18.07.2024 do newsa Adrien Rabiot odbędzie rozmowy kontraktowe z Manchesterem United
Pokaż
Widzę, że zdania podzielone, więc i ja dodam od siebie, że jestem na NIE.
Nawet jeśli transfer darmowy, to będzie trzeba mu płacić chore pieniądze za pensję, tym bardziej że wszyscy wiedzą jak oderwana od rzeczywistości jest jego matka, agentka. W pomocy trzeba się skupić by domknąć ten transfer Ugarte. Wówczas linia pomocy będzie wyglądać następująco (znaki zapytania są przy zawodnikach, którzy wciąż mogą odejść w tym okienku):
ŚPD - Ugarte, Casemiro (?)
ŚP - Mainoo, McTominay (?), Mount
ŚP/ŚPO - Bruno, Eriksen (?), Mejbri (?)
Mejbri powinien pójść na wypożyczenie, ale tym razem jakieś sensowne typu Ipswich, tam będzie czekać go ostateczna weryfikacja, czy nadaje się do gry na poziomie Premier League.
Co do pozostałych: żaden z nich nie musi na siłę odejść, ale jeśli pojawi się na stole jakaś dobra oferta (np. z Arabii za Casemiro), to wówczas można pomyśleć o jakimś wzmocnieniu. Rabiot nie jest potrzebny w tym składzie, tym bardziej że by zabierał on miejsce Mainoo, a najlepiej jakby w 1 jedenstance grali: Ugarte-Mainoo-Bruno. A jakby Rabiot nie grał, no to znając nieco jego charakter, znowu by dochodziło do kwasów w szatni. To nie może mieć miejsca, a jest na to szansa, więc lepiej go odpuścić, nawet jeśli to dobry zawodnik.
Zamiast płacenia pensji dla Rabiota zarząd musi dopiąć najpierw transfer Ugarte i De Ligta, potem ściągnąć tutaj jakiegoś LO do pary z Shawem, bo nie można pozwolić na to, by mieć dwie szklanki na LO (np. Gutierrez bardzo by mnie ucieszył)... i wówczas dopiero jeśli się pojawią fajne oferty na stole, można dalej przerabiać ten skład.
14.07.2024 do newsa Oficjalnie: Manchester United potwierdził pierwszy transfer tego lata
Pokaż
Komentarz zedytowany przez usera dnia 14.07.2024 17:46Co do transferu: Zirkzee miał podobne liczby w sezonie co Hojlund. Na pewno jako fan Serie A mogę potwierdzić, że chłop nie jest w ogóle jednowymiarowym napastnikiem i bardzo lubi grać techniczną piłkę, poza golami może też przynieść trochę asyst. Wciąż jednak podobnie jak Rasmus to mało doświadczony zawodnik, który będzie potrzebował czasu. I wbrew pozorom jego przybycie nie oznacza wcale, że będzie grać tylko on albo Rasmus, bo przez uniwersalność Joshue mogą spokojnie zagrać też w parze, gdzie Zirkzee byłby cofniętym napastnikiem.

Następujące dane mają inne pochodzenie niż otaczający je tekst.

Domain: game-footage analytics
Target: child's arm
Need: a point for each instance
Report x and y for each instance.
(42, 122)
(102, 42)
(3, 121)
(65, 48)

To co najbardziej cieszy przy tym transferze, to jego kwota, bo to podobny klasą zawodnik co Hojlund, a zapłacono blisko 30 mln mniej. Widać, że zarząd zaczyna myśleć i oby ten transfer był pierwszym promyczkiem dla nowego sezonu. Mimo całej mojej sympatii do Zirkzee, nie sądzę by strzelił więcej niż 15 goli, ale to wciąż może być solidne wzmocnienie składu.